The third challenge is feedback capture. Every correction a user makes represents valuable training data for improving the agent's future performance. Product teams should design interfaces that make it easy to provide structured feedback—"you did X, you should have done Y"—and ensure that feedback flows back to the systems that generate the agent's instructions. This closed loop turns every user interaction into an opportunity for improvement.

Agent oversight as organizational capability

The insights Chase provides reveal that effective agent deployment requires organizations to develop new capabilities that sit at the intersection of traditional software quality assurance, knowledge management, and performance review. Agents are neither fully deterministic software systems nor fully autonomous coworkers, and governing them requires frameworks that acknowledge this hybrid nature.

Organizations that succeed with agent deployment will be those that recognize the shift from building rigid workflows to managing systems that make autonomous decisions within guardrails defined by sophisticated instructions. This means legal teams must develop expertise in prompt auditing and review protocol design, while product teams must develop new patterns for delegation interfaces and feedback loops. The capability to deploy agents reliably becomes an organizational capability, not just a technical implementation detail.
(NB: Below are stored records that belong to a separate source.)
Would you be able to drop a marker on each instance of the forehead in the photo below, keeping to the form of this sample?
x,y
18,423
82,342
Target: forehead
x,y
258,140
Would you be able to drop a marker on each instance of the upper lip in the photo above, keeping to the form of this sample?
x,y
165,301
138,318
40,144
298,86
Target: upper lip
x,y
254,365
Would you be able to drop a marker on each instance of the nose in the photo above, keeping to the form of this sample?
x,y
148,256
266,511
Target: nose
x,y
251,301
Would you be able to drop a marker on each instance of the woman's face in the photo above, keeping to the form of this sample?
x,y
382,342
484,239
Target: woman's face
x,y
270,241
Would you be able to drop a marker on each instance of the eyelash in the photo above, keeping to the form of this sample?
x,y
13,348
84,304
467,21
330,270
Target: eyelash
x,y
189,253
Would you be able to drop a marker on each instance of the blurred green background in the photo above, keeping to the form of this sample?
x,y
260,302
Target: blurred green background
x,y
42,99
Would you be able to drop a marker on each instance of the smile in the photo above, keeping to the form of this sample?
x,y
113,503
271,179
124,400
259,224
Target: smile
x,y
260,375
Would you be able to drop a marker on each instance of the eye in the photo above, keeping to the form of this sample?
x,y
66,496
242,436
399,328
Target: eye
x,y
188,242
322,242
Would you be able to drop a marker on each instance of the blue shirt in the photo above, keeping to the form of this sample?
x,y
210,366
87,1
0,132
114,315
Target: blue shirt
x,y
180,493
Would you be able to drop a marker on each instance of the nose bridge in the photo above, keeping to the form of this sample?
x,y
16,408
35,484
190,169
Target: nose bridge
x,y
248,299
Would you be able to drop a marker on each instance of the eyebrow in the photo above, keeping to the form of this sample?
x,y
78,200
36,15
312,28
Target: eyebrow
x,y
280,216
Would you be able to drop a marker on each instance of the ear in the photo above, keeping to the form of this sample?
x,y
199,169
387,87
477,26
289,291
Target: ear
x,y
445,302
The transition Chase describes—from agents that fail unpredictably to agents that require management and review—marks a fundamental shift in how organizations incorporate AI into their operations. The question is no longer whether agents can reliably complete complex workflows, but whether organizations can develop the oversight frameworks to manage them effectively when they do.

References

Based on insights from Harrison Chase, founder and CEO of LangChain, in a conversation available at https://youtu.be/LSrGpWJCx94. The discussion covered the evolution of AI agent architectures, the emergence of "Deep Agents," and the shift from traditional software testing to review-based evaluation for complex autonomous systems.